I don’t like the word “slums.” I can’t figure out if that is what it’s actually called or if it’s a term that’s less than respectful. Unfortunately, I have yet to find another accurate or politically correct word to depict this place of community, love, and beauty.
Upon my arrival to the slums, I was wandering my mind to find out if there was a place like this in America, or one that’s at least relatable. I came up with nothing. I couldn’t think of a comparison because I’ve never intentionally sought out people and places in my community that could be struggling financially, hurting in unhealth, or have different cultures and religions than I. Of course, I’ve seen the homeless, fed the hungry, and worked in different ministries, but my sole focus has never been to pursue certain people groups with just a pure agenda to go love them. To say that was convicting doesn’t even do my feelings justice in that moment.
The slums were a large, outcast area of Pokhara, Nepal, of government housing that is less than kept up, dirty, and chocked full of humans. Playing cards, going to school, cooking, fixing cars, and talking was what the streets were filled with. People were always in community, not because they had an excuse to show or do something, but because they know they need each other in every season to get through this life. I had an odd sense of feeling right at home. I made it my goal to look every person in the eye that I walked past, give them a smile, and offer a, “namaste.” The reactions were overwhelming as their reserved and confused faces turned welcoming, bright, and alive.
My friend and I were talking and meeting with so many great people, when at the end of our time, we congregated with random passersby at a popular house. It’s a beautiful thing to create relationships and share love among people when you can’t understand a word of each other’s language.
A man eventually showed up who began speaking to me in English, and very well at that. When he asked where I was from, I responded with my typical side smile, long blink, and head nod as I said, “America.”
My new friend went on to say that it’s hard to talk to English-speakers, especially Americans, because they speak way better English than any Nepali, and they’re often unapproachable, anyway. The locals don’t want to get in the way of foreigners on vacation, and it makes tourists mad more often than not when they’re interrupted. What’s more is vacationers don’t often know the circumstances of the country they’re going into, let alone desire to visit the slums, of all places. After hearing this, my heart sank down into my ankles, I think.
Pokhara is an incredibly popular tourist area as it houses the Himalayas, endless adventures, incredible people, and superb food. The amount of foreigners in town seemingly outnumbers the locals somedays. I never want to just be one of those; a tourist, or even a foreigner. My heart desires to create relationships with locals, support their businesses, and learn about their lives. I’m not sure I can really even get the full experience of a new place unless I’ve made a local friend and authentically experienced their culture. I am angered that these people have an idea of America as the land out-of-reach, and we that dwell in it cold and distant.
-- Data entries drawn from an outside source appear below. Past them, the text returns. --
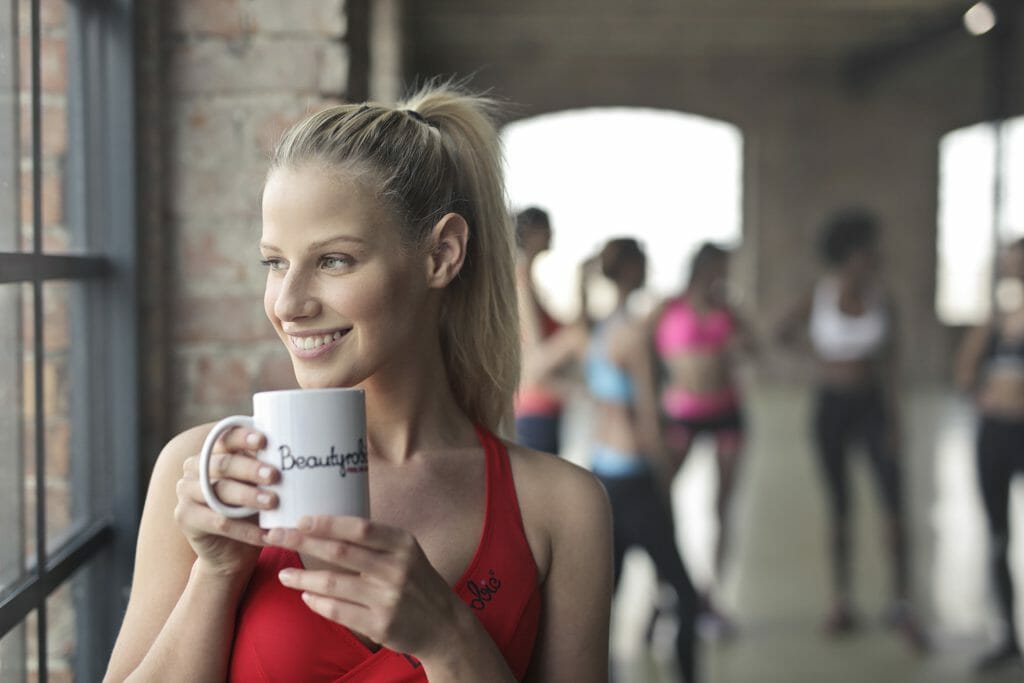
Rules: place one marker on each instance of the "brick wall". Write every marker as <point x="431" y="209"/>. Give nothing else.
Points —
<point x="221" y="83"/>
<point x="811" y="143"/>
<point x="57" y="238"/>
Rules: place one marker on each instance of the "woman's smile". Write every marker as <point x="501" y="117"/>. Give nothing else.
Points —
<point x="315" y="344"/>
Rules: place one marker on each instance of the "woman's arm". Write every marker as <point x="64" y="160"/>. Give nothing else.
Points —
<point x="180" y="615"/>
<point x="795" y="322"/>
<point x="572" y="642"/>
<point x="632" y="348"/>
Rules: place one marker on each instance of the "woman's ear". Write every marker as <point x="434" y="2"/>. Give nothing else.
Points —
<point x="449" y="239"/>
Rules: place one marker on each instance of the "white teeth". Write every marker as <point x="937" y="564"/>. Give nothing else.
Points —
<point x="307" y="343"/>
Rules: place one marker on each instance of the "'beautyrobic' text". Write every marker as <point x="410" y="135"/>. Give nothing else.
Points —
<point x="347" y="463"/>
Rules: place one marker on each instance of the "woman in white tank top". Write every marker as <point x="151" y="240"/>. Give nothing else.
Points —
<point x="849" y="322"/>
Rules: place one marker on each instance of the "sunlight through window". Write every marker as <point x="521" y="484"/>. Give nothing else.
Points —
<point x="672" y="180"/>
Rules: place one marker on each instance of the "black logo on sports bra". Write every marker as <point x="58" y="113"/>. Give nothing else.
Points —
<point x="483" y="591"/>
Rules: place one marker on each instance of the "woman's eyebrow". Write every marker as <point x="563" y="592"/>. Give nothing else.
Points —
<point x="321" y="243"/>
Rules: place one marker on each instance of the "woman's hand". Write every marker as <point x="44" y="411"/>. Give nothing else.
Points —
<point x="224" y="545"/>
<point x="380" y="583"/>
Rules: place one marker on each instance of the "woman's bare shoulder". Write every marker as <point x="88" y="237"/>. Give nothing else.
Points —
<point x="559" y="502"/>
<point x="545" y="473"/>
<point x="183" y="445"/>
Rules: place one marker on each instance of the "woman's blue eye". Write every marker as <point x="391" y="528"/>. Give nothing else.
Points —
<point x="332" y="262"/>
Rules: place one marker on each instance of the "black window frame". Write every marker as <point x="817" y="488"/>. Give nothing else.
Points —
<point x="100" y="187"/>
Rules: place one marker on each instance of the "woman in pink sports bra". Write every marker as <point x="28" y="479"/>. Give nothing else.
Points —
<point x="387" y="246"/>
<point x="698" y="339"/>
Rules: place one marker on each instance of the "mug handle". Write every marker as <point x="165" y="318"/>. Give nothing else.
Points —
<point x="204" y="467"/>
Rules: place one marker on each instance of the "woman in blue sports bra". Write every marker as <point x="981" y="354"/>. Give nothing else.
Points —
<point x="628" y="456"/>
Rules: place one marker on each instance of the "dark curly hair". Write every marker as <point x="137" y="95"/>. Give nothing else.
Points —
<point x="616" y="254"/>
<point x="847" y="231"/>
<point x="529" y="219"/>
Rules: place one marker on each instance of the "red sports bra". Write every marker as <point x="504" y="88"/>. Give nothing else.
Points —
<point x="278" y="638"/>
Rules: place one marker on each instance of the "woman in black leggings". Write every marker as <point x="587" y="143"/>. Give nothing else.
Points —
<point x="628" y="455"/>
<point x="850" y="321"/>
<point x="991" y="367"/>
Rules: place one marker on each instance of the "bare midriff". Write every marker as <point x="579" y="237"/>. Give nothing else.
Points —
<point x="848" y="374"/>
<point x="699" y="372"/>
<point x="615" y="427"/>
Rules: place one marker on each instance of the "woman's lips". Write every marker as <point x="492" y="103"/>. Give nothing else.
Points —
<point x="313" y="345"/>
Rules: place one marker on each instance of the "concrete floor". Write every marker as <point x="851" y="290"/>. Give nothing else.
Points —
<point x="776" y="583"/>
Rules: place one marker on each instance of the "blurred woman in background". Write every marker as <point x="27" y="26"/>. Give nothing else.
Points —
<point x="540" y="398"/>
<point x="627" y="453"/>
<point x="698" y="339"/>
<point x="990" y="367"/>
<point x="850" y="319"/>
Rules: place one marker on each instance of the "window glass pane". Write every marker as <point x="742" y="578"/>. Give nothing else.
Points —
<point x="53" y="71"/>
<point x="8" y="128"/>
<point x="60" y="633"/>
<point x="58" y="228"/>
<point x="23" y="147"/>
<point x="12" y="403"/>
<point x="13" y="655"/>
<point x="68" y="483"/>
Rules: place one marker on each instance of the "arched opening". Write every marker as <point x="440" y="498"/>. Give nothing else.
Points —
<point x="671" y="179"/>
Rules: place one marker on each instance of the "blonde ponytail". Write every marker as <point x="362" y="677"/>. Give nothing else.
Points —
<point x="435" y="153"/>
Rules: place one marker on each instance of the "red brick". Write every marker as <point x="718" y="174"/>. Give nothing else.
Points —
<point x="269" y="126"/>
<point x="52" y="198"/>
<point x="214" y="67"/>
<point x="52" y="65"/>
<point x="54" y="124"/>
<point x="228" y="189"/>
<point x="227" y="318"/>
<point x="52" y="16"/>
<point x="55" y="386"/>
<point x="324" y="17"/>
<point x="220" y="380"/>
<point x="216" y="17"/>
<point x="56" y="321"/>
<point x="218" y="257"/>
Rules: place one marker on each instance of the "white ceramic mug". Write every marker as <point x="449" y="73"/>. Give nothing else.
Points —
<point x="316" y="438"/>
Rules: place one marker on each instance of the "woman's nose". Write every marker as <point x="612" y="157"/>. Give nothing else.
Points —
<point x="295" y="298"/>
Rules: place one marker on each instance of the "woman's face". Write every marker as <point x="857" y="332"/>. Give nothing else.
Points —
<point x="345" y="299"/>
<point x="1013" y="262"/>
<point x="537" y="239"/>
<point x="861" y="264"/>
<point x="635" y="272"/>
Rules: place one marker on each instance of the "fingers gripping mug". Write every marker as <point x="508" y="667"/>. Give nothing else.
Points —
<point x="317" y="439"/>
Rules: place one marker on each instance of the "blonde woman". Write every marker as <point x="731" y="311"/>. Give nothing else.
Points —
<point x="385" y="228"/>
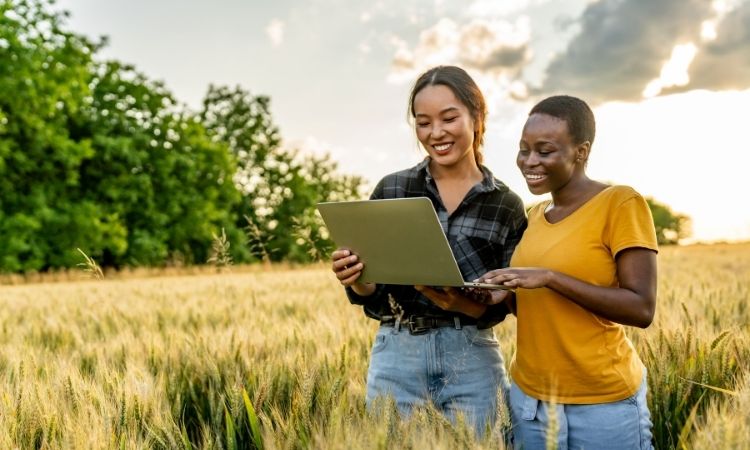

After briefly talking about America, and I trying to change the subject, he went on to ask me what my purpose of being in Nepal was. I told him about our mission and that we are just seeking people out to love and share Jesus. His next words humbled me. He said, “I have been watching you love these people. You are making a difference and doing a good job here.”
I didn’t really know what to say, so I smiled and thanked him, wondering if I’ve failed as an American in other countries, if not Nepal.
Basically, I think I’ve realized that just by being American, we have a large capacity to influence people around the world; good or bad. As I, first and foremost, represent Jesus, I know it matters how the Gospel is lived out through being American. People won’t even listen to our message of they have had other negative experiences with individuals we share nationalities with. I’m grateful for the opportunity we can have to positively impact peoples’ perceptions of both America and Jesus, and I will absolutely be more conscious of my intentions with local individuals around the world.